The Curator's Dilemma
Back around the year 2000, I was running a long term multi-client research program on future of the (at the time) rapidly growing digital economy. In response to a participant’s question, I had a team working on estimating how much of human experience was being capture and stored digitally. There were about 6 billion people in the world at the time, with maybe 1 billion “on line” in some way. Remember that this was essentially pre smartphones and tablets, so there were lots of documents, emails, texts and images online, but little video. The web was only 5 years old. Google was two.
With some reasonable assumptions about levels of use, some fairly comprehensive secondary research on data traffic and stored data volumes, some simulation modelling and a few (reasonable I think) assumptions, we came up with a number—around 1 percent.
With pushing 3.5 billion people online today (and a lot more devices recording what those people are doing) I wonder what the number would be today.

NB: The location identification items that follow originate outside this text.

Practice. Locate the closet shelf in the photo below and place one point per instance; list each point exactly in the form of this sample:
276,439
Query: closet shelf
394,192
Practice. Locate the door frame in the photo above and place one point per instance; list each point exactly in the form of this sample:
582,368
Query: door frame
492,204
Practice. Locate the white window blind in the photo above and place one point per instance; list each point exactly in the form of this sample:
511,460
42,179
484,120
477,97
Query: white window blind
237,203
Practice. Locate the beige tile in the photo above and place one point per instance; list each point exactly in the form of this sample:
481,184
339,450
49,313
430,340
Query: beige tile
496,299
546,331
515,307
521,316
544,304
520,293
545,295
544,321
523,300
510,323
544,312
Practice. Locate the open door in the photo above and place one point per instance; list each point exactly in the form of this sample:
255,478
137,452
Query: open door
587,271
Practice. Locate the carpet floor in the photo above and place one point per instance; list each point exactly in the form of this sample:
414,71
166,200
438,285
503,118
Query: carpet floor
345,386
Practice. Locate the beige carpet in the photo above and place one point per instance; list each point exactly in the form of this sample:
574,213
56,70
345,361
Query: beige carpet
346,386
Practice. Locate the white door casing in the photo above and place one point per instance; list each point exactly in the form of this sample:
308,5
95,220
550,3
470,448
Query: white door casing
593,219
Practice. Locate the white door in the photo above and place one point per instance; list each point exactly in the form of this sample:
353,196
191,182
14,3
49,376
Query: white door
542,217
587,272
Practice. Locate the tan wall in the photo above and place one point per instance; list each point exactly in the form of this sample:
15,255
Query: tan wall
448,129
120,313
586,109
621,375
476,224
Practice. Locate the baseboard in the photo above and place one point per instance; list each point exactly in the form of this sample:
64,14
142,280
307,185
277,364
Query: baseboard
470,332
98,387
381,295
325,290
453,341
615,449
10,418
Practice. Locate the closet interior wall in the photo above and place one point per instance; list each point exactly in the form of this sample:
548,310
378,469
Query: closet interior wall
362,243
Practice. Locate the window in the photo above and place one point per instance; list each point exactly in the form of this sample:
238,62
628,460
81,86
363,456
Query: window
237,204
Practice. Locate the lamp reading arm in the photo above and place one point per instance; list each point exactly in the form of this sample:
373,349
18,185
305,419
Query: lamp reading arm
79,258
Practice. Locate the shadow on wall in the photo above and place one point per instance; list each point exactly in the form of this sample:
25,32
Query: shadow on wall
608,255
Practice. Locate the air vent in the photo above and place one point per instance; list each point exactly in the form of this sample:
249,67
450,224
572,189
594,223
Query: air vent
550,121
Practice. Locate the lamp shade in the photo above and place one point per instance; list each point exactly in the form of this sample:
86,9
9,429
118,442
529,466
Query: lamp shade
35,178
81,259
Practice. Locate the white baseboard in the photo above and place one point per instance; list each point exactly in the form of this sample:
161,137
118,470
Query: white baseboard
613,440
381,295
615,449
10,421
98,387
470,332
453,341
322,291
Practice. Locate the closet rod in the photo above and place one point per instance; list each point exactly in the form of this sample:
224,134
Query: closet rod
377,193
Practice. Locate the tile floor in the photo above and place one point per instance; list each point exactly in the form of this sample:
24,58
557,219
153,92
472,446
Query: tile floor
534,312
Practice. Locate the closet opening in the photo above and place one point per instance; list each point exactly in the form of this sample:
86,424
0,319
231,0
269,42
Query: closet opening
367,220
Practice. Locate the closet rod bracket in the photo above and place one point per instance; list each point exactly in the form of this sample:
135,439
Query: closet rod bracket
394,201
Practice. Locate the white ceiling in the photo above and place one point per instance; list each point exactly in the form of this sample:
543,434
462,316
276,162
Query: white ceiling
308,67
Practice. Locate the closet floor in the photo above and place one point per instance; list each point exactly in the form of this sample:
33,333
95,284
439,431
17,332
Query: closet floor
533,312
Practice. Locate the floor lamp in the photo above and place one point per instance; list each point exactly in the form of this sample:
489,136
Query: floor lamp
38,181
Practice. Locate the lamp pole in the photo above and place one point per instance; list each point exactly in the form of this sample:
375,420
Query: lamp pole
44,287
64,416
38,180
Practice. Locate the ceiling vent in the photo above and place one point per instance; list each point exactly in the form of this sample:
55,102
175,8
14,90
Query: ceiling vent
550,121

Back then, 99 percent of human experience was either being lost or was confined to human memory (not a great long term storage mechanism or known for its accuracy or speed of recall). Roll the calendar forward to 2016 and we are creating and storing much more information (I recently saw an estimate of over 1 TB a year for every online individual, plus another 1 TB of associated data—log files, account information and so on). With 4 billion online users by 2018, that’s a lot of data—no wonder it’s called “Big”!
And it’s growing every year as we collect more of each individual’s experience and add more connected users and more smart devices. By 2035, connected cars alone will add more data each year than the entire digital accumulation up to 2010. Data accumulation is becoming a power law of growth and humans don’t do well looking at the future of power law phenomena, which are generally rare in nature and catastrophic when they do occur.
When we were doing the original research, we estimated that at the rate of growth we were seeing, if we used just 1 physical atom to store each digital “bit” of data and there were no duplicate copies, we’d run out of atoms sometime before 2020, and as far as I can tell, we’re still on track to do so. Using those atoms costs money—and the atoms can’t be used for anything else without losing the data they represent. So left alone, big data will eventually, and literally, “eat the entire world” or at least the entire technology budget.
But the total of human digital experience isn’t as simple as the sum of each individual’s activity history. There are masses of duplication—intersecting and overlapping viewpoints; “shared” experiences, where viewpoints may differ but the view is the same for everyone. As challenging as it may seem (and will be) we’re sooner or later going to have to start reducing the amount of duplication (or get more stored bits per atom) in the stored data.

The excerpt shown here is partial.